Uit het arrest van de Hoge Raad van 7 januari 2014 volgt dat de toe te passen maatstaf niet uitsluit dat de raadkamer, indien de omstandigheden van het geval dat meebrengen, bij de beoordeling van het klaagschrift tevens onderzoekt of voortzetting van het beslag in overeenstemming is met de eisen van proportionaliteit en subsidiariteit.
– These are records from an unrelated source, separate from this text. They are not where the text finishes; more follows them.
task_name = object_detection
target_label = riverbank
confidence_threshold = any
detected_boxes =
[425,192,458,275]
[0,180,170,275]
De raadkamer stelt voorop dat het onderzoek in raadkamer een summier karakter draagt, zodat niet gevergd kan worden dat ten gronde in de mogelijke uitkomst van een nog te voeren hoofdzaak wordt getreden.
Feiten en omstandigheden
Op 4 juni 2020 is er een instap geweest in de woning van klager aan de [adres] in Enschede naar aanleiding van een anonieme melding dat er mogelijk een kwekerij zou zitten in voornoemd pand. In de woning of schuur is geen in werking zijnde hennepkwekerij aangetroffen. Wel zijn indicatoren aangetroffen die duiden op een eerdere oogst, zoals hennepresten, hennepgruis, vervuilde koolstoffilters, zeil, potgrond en assimilatielampen. Er zijn aanwijzingen dat er in ieder geval één eerdere oogst is geweest. De officier van justitie heeft op 5 januari 2021 een vordering ingediend bij de rechter-commissaris tot het verstrekken van een machtiging voor conservatoir beslag op de woning van klager aan de [adres] in Enschede . De rechter-commissaris heeft geoordeeld dat de verdenking bestaat dat klager zich schuldig heeft gemaakt aan strafbare feiten waarvoor een geldboete van de vijfde categorie kan worden opgelegd, alsmede dat aannemelijk is dat klager door het plegen van die strafbare feiten op geld waardeerbaar voordeel heeft gekregen tot een bedrag van € 38.999,83. Op basis hiervan heeft de rechter-commissaris op 6 januari 2021 de machtiging tot het leggen van conservatoir beslag op de woning verleend. Op diezelfde datum heeft de officier van justitie het bevel tot het leggen van conservatoir beslag op grond van artikel 94a Sv gegeven en is conservatoir beslag gelegd op voornoemde woning.
Overwegingen
De raadkamer overweegt dat het conservatoir beslag op de woning van klager rechtmatig en volgens de daarvoor geldende regels is gelegd. Gelet op het feit dat door klager het verkregen hebben van enig wederechtelijk voordeel überhaupt wordt weersproken alsmede het feit dat de berekening van het eventueel verkregen voordeel op een bedrag van € 38.999,= op aannames berust waarvoor niet zonder meer overtuigend bewijs aanwezig is, is de raadkamer van oordeel dat het gelegde beslag niet in overeenstemming is met de eisen van subsidiariteit en proportionaliteit, nu het geschatte wederrechtelijk verkregen voordeel bovendien niet in verhouding staat tot de waarde van de woning waarop het beslag is gelegd, terwijl er daarnaast alternatieven zijn waarop een eventueel op te leggen ontnemingsmaatregel kan worden verhaald.
Conclusie
Het klaagschrift wordt gegrond verklaard. Het beslag op de woning aan de [adres] te Hengelo dient te worden opgeheven.

6.De beslissing

De raadkamer
  • verklaart het klaagschrift
  • gelast dat het conservatoire beslag zal worden opgeheven.
Deze beschikking is gegeven door mr. B.W.M. Hendriks, rechter, in tegenwoordigheid van mr. D. Gottemaker, griffier, ondertekend door de rechter en de griffier en in het openbaar uitgesproken op 17 maart 2021.